Information, Please?

“Never Let Schooling Interfere With Your Education,” by Grant Allen and popularized by Mark Twain. “One year in Italy with their eyes open would be worth more than three at Oxford.”

“What a misfortune it is that we should thus be compelled to let our boys’ schooling interfere with their education!”

In the early days of the American Republic, the Frenchman Alexis de Tocqueville toured America and wrote of his observations. He marveled at the education of our children, believing an American education to be the best in the world. Women and children were well educated and could hold their own in any conversation on any topic.

Entrance exams into colleges such as Princeton or Harvard required reading and writing part of the exam in an ancient language (normally Latin, Greek or Hebrew) and a modern foreign language (usually French or German). That included proper grammar and using certain words correctly. One example of a geography question from the 1869 Harvard entrance exam: “Bound the basin of the Po, of the Mississippi, of the St. Lawrence.” One example of arithmetic from the same exam: “Find the cube root of 0.0093 to five places of decimals. Find the square root of 531.5 to three places of decimals.” A section followed this on Logarithms and Trigonometry.

After completing the Freshman year, another round of entrance exams were required to be admitted as a sophomore. The questions were somewhat more difficult. Write an essay comparing and contrasting the following “Leonidas, Pausanias, Lysander.”

While Alexis de Tocqueville was impressed with America’s classical education, he noticed a lack of training in modern thinking. At that time a public versus private education was determined by enrollment, not funding. A public education meant that it was open to everyone. A private education meant that the school was closed to everyone except members.

Even an exam from 1895 Salina, KS would be difficult, if not impossible, for the average college graduate of today. There is some question as to who was being tested; Eighth Grade? High School? Is it a teacher’s certification exam? To be fair, science and arts disciplines were not included in these examinations. No physics, chemistry, music, literature or physical education were required. Each of these disciplines takes time and that time is taken away from these other courses.

Yet today we have high school graduates unable to read their own diplomas. The shift in emphasis is not the reason for their inability to read. It is the lack of discipline, both personal and academic. The books Why Johnny Can’t Read: And What You Can Do About It and Why Johnny Still Can’t Read: A New Look At the Scandal of Our Schools by Rudolf Flesch examine both some of the problems and solutions.
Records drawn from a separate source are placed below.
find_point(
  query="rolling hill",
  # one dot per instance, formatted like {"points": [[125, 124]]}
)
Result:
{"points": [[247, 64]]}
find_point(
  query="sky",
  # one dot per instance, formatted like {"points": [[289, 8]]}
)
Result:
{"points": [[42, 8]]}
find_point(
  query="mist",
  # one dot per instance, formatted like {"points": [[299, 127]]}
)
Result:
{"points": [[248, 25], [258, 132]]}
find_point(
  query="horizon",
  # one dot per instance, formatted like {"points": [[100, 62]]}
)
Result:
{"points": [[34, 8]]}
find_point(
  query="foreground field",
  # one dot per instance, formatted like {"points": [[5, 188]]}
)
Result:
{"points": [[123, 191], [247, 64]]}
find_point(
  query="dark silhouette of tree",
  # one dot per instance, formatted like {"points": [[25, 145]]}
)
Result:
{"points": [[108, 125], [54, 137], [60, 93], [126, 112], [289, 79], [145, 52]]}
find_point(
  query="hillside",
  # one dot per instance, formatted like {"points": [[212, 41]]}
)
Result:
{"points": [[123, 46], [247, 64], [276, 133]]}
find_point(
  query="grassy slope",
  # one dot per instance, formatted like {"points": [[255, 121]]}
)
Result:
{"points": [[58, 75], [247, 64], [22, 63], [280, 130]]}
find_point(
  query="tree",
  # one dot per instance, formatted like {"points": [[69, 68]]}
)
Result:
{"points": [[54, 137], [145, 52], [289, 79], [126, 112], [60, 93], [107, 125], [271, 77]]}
We are perhaps the best informed and worst-educated generation the world has ever seen. Most American students have completely lost the ability to think through any issue. We have access through the Internet to any information we want. But what do we do with it? Problems that might take days, weeks, months or even years to solve are discarded in favor of easy quick solutions.

This mentality began with plays, then switch to movies. Even serial movies had some kind of an end. TV shows had either complete solutions in half an hour; at most an hour or soap opera formats where nothing was ever solved. The open-ended nothing is ever really solved format became the fast paced video game. Quick one-word or phrase solutions are available through Google searches, so we have no need to remember anything. Life has become unending self-gratification where nothing important matters. “Give it to me now” has been the motto of western culture for over 50 years. Did it begin with the Beatles? Elvis? Frank Sinatra?

Solomon reminded us that “there is nothing new under the sun.” Plato wrote of Socrates in his dialogue Phaedrus that writing in and of itself was a step in the wrong direction. Instead of the mental disciple required by oral traditions, humans grew lazy and relied on what was written down. They could read, so they no longer needed to remember or think. “This will create forgetfulness in the learners’ souls, … they will trust to the external written characters.”

Plutarch tells us that Lycurgus, the founder of the laws of Sparta, believed the same way. “None of his laws were put into writing by Lycurgus, indeed, one of the so-called “rhetras” forbids it.”

Our generation easily dismisses the charge that they do not think things through with a “yeah, right,” neither openly accepting or rejecting, just wanting to “get on with life.”

“The children now love luxury; they have bad manners, contempt for authority; they show disrespect for elders and love chatter in place of exercise. Children are now tyrants, not the servants of their households. They no longer rise when elders enter the room. They contradict their parents, chatter before company, gobble up dainties at the table, cross their legs and tyrannize their teachers.” (attributed to Socrates [Plato]. The exact source is unknown.)

These children killed Socrates when they grew up and came to power. These children also started the Peloponnesian Wars, one of the most barbaric episodes in human history.